To avoid unnecessary rows with 0 deliveries, extended parts should be removed:
df_bolus = df_bolus.replace({'Normal':0, 'Extended':0}, np.nan)
Diasend Boluses
As discussed in the section Diasend vs. Tidepool data source, Diasend boluses seem to be corrupt. At least the extended parts were almost always empty despite having a delivery duration. We resolve these by treating the Normal part as normal bolus. However, we can not guarantee that this is correct. However, if only affect ~1060 boluses (and even much less after dropping patients with incomplete data).
Requested vs. Delivered
See note on discarded columns
Collected Questions
- Is our assumption about irrelevant columns correct?
- How should we resolve basal duplicates:
- with equal time and durations but different rates (e.g. scheduled)

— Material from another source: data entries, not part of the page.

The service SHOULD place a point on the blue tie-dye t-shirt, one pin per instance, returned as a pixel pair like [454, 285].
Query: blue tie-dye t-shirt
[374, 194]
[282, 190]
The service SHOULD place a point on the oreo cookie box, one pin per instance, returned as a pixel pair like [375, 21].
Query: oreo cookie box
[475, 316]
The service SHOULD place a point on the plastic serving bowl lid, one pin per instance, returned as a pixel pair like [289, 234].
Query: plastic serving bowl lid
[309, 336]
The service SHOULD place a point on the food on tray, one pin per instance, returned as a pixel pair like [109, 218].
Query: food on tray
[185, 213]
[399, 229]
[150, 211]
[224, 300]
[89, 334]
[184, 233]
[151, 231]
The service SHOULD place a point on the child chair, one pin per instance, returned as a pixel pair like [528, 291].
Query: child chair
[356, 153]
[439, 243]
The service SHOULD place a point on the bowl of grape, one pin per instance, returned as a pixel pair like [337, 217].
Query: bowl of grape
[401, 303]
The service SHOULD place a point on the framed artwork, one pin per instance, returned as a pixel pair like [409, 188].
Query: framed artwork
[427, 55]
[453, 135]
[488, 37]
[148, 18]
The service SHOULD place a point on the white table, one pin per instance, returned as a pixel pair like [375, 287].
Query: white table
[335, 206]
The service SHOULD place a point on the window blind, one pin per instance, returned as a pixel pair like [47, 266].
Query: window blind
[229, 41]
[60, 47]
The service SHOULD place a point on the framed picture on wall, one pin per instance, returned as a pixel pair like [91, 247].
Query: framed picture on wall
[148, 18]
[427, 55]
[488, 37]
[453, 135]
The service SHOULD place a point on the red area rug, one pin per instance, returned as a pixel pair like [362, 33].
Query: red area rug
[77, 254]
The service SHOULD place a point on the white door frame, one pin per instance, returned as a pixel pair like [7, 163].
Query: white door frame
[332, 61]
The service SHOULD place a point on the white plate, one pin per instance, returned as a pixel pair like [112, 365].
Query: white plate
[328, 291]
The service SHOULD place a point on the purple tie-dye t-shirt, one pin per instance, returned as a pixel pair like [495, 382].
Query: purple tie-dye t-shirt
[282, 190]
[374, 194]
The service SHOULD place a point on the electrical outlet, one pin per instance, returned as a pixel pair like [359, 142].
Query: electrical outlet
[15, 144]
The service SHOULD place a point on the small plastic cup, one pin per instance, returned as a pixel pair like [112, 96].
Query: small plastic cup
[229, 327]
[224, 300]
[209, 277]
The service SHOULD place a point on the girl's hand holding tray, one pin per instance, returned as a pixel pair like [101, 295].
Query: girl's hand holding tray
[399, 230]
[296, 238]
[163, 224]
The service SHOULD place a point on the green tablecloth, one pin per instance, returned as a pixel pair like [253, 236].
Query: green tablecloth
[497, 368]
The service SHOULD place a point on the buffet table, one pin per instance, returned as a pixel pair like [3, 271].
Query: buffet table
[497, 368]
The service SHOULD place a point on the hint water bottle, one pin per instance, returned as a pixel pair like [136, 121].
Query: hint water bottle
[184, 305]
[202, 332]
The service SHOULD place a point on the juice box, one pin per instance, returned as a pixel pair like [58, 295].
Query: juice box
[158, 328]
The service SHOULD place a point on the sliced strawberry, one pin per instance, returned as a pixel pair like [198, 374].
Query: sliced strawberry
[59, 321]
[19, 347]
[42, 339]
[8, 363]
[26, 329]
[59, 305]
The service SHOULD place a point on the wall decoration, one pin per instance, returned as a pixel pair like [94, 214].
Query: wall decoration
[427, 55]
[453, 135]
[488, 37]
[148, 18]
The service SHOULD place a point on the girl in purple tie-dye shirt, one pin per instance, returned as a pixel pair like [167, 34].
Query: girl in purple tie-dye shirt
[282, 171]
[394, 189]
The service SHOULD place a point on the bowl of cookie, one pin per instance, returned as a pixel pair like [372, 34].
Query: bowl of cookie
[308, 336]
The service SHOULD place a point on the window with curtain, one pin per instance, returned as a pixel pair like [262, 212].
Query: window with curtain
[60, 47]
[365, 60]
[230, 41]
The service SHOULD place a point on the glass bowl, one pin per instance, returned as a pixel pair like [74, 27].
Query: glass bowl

- with equal time but different duration?
- why do some have different durations? (some match next time, others don't)
- Should we use suspends over other events? And then, is NaN equal to a 0 basal rate? This is how we treated them in T1DExi
- Should we exclude data before and after study start?
- Why is there such an excess of data before enrollment and after study end?
- Why are there extended boluses with zero (or very small) dose?
- What are extended boluses with zero duration?
- Why do almost all diasend boluses have a duration but no extended part?